1-Dosyadaki yazılara toplanan delillerle kararın dayandığı kanuni gerektirici sebeplere göre, davacının tüm, davalının aşağıdaki bendin kapsamı dışındaki diğer temyiz itirazlarının reddine,
2- Yargılama giderlerinden sayılan ve 6100 sayılı Hukuk Muhakemeleri Kanunu"nun 323. Avukatlık Kanunu’nun 169. ve Avukatlık Ücret Tarifesinin 1. maddelerinde düzenlenen, ancak müstakil bir varlığı olmayan ve ait olduğu davanın konusunu teşkil eden hak ve alacağa sıkı sıkıya bağlı bulunan avukatlık ücretinin, davada haksız çıkan tarafa yükletilmesi gerekir. Zira, haksız davranışta bulunan bir kimsenin, bu haksız davranışının bütün sonuçlarından sorumlu tutulması, hukukun genel kurallarındandır. Konuya ilişkin 6100 sayılı Kanunu"nun 329. maddesinin 1. fıkrası bu ilkeye dayanmaktadır. Değinilen Kanunu"nun 330. maddesi uyarınca, vekâlet ücretine yönelik hüküm fıkrasının taraf lehine kurulması gerekir. Kural olarak, davada haklı çıkan taraf kendisini vekil ile temsil ettirmiş ise, vekâlet ücreti diğer yargılama giderleri gibi haksız çıkan taraftan alınarak haklı çıkan tarafa verilir. Her iki tarafın kısmen haklı kısmen haksız çıkması durumunda, her iki taraf ayrı ayrı vekâlet ücretinden sorumlu tutulacak, vekâlet ücreti kabul edilen miktara göre davacı yararına, reddedilen miktara göre ise davalı yararına hüküm altına alınacaktır.
Vekâlet ücretinin, Adalet Bakanlığı tarafından onaylanarak her yıl Aralık ayında Türkiye Barolar Birliği tarafından yayımlanan Avukatlık Ücret Tarifesine göre belirlenmesi gerekir.
Hüküm tarihinde yürürlükte olan Avukatlık Asgari Ücret Tarifesinin 10. maddesinin 3. ve 4.fıkralarına göre manevi tazminat davasının reddi durumunda avukatlık ücreti, Tarifenin ikinci kısmının ikinci bölümüne göre hükmolunur. Manevi tazminat davasının, maddi tazminat veya parayla değerlendirilmesi mümkün diğer taleplerle birlikte açılması durumunda; manevi tazminat açısından vekalet ücreti ayrı bir kalem olarak hükmedilir.
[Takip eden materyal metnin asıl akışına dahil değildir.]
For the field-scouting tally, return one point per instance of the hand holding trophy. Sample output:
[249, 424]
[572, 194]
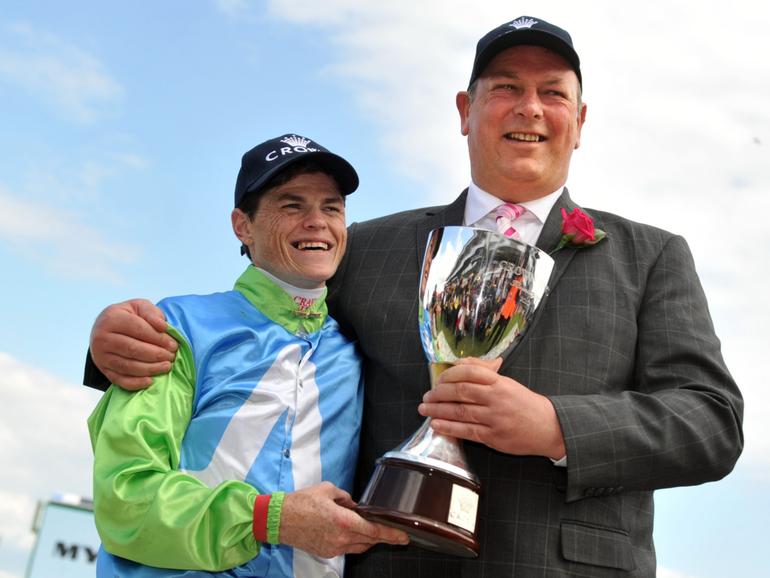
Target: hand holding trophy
[478, 293]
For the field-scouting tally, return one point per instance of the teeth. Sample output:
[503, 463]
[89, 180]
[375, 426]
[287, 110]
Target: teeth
[312, 245]
[524, 137]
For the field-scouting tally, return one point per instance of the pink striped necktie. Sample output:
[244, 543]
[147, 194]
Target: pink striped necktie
[505, 215]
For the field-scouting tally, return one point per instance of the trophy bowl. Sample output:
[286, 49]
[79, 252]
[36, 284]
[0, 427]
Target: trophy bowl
[478, 292]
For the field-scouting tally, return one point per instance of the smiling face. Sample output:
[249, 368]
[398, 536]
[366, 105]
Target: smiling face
[522, 120]
[297, 232]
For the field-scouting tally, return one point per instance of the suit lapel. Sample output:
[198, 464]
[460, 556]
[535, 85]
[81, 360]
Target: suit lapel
[435, 217]
[549, 238]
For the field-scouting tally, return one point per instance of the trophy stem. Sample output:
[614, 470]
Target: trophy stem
[437, 369]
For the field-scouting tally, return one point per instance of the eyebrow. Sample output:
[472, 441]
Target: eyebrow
[287, 196]
[514, 76]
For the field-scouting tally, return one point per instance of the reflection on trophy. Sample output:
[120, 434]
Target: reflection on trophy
[478, 292]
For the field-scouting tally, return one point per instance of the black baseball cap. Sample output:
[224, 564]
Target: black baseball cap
[525, 30]
[269, 158]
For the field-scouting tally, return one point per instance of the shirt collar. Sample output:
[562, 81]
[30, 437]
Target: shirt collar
[479, 203]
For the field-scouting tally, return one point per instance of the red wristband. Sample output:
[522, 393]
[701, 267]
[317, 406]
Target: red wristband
[259, 528]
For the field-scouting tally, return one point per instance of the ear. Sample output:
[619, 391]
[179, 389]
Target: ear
[463, 102]
[581, 120]
[241, 226]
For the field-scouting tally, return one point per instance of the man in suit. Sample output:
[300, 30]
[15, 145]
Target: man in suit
[618, 387]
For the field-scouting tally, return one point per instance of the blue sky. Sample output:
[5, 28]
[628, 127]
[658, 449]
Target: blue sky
[122, 127]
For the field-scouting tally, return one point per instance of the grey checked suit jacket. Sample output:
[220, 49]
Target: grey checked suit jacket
[624, 347]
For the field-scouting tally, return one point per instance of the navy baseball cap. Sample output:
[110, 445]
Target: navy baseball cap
[269, 158]
[524, 30]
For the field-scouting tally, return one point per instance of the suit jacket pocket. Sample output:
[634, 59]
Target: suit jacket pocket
[598, 545]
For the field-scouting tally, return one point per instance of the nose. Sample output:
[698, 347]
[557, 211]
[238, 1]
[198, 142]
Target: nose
[315, 219]
[529, 104]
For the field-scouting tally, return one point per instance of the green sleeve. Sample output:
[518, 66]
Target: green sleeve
[146, 509]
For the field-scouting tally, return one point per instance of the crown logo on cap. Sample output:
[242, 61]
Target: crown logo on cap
[522, 22]
[295, 141]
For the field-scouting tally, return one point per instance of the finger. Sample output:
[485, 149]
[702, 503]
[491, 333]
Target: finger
[466, 431]
[491, 364]
[126, 346]
[126, 322]
[151, 313]
[459, 392]
[456, 412]
[391, 535]
[129, 383]
[130, 367]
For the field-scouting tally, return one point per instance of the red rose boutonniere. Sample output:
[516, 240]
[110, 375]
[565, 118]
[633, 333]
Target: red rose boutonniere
[578, 230]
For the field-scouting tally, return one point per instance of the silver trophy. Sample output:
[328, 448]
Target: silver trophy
[478, 292]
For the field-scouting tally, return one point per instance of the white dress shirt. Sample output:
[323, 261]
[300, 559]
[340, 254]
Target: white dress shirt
[480, 207]
[480, 213]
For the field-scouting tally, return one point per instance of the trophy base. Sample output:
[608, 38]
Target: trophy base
[421, 500]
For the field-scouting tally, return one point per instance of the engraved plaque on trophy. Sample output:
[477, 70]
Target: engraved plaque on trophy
[478, 293]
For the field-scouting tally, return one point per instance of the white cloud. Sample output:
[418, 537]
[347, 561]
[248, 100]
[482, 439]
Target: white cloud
[677, 130]
[60, 240]
[667, 573]
[58, 73]
[44, 446]
[232, 7]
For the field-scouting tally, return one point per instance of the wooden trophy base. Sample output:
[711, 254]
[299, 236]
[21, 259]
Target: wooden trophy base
[436, 508]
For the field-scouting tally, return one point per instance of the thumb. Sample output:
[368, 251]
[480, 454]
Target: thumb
[150, 313]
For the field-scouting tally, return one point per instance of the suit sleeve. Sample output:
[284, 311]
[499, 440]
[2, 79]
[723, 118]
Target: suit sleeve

Davacının bakiye süreye ait ücret talebi ile manevi tazminat talebi reddedilmiş ancak davalı yararına sadece manevi tazminat istemi yönünden vekâlet ücreti takdir olunmasına rağmen bakiye ücret yönünden reddedilen 111.494,10. TL miktar bakımından da vekâlet ücretine hükmolunması gerekirken vekâlet ücretine hükmedilmemesi hatalı olup bozma nedeni ise de, bu yanlışlığın giderilmesi yeniden yargılamayı gerektirmediğinden 6100 sayılı Hukuk Muhakemeleri Kanunu"nun geçici 3. maddesi uyarınca uygulanmasına devam olunan mülga 1086 sayılı Hukuk Usulü Muhakemeleri Kanunu"nun 438/VII. maddesi uyarınca hükmün aşağıdaki şekilde düzeltilerek onanmasına karar vermek gerekmiştir.
Sonuç:
Temyiz olunan kararın, hüküm fıkrasının 2. bendindeki davalı lehine vekâlet ücretine ilişkin “…karar tarihindeki Avukatlık Asgari Ücret Tarifesinin 12/2 gereğince 1.200.00.-TL nisbi vekâlet ücretinin davacıdan alınarak davalı tarafa verilmesine, ” sözcük ve rakamlarının çıkartılarak bu ifade yerine “ davalı kendisini vekille temsil ettirdiğinden davacının ücret alacağı ile ikramiye alacaklarına ilişkin davasının reddedilen kısmı için Avukatlık Asgari Ücret Tarifesinin 12.maddesi gereğince 10.969,00 TL vekâlet ücretinin davacıdan alınarak davalıya verilmesine, davacının reddedilen manevi tazminat talebi için Avukatlık Asgari Ücret Tarifesinin 10/3 maddesi gereğince 1.200,00 TL vekâlet ücretinin davacıdan alınarak davalıya verilmesine ” ifadesinin yazılmasına, kararın bu şekli ile DÜZELTİLEREK ONANMASINA, aşağıda yazılı temyiz giderinin 3,15 TL"nin davacıya arta kalanın davalıya yükletilmesine 04.03.2013 tarihinde oybirliğiyle karar verildi.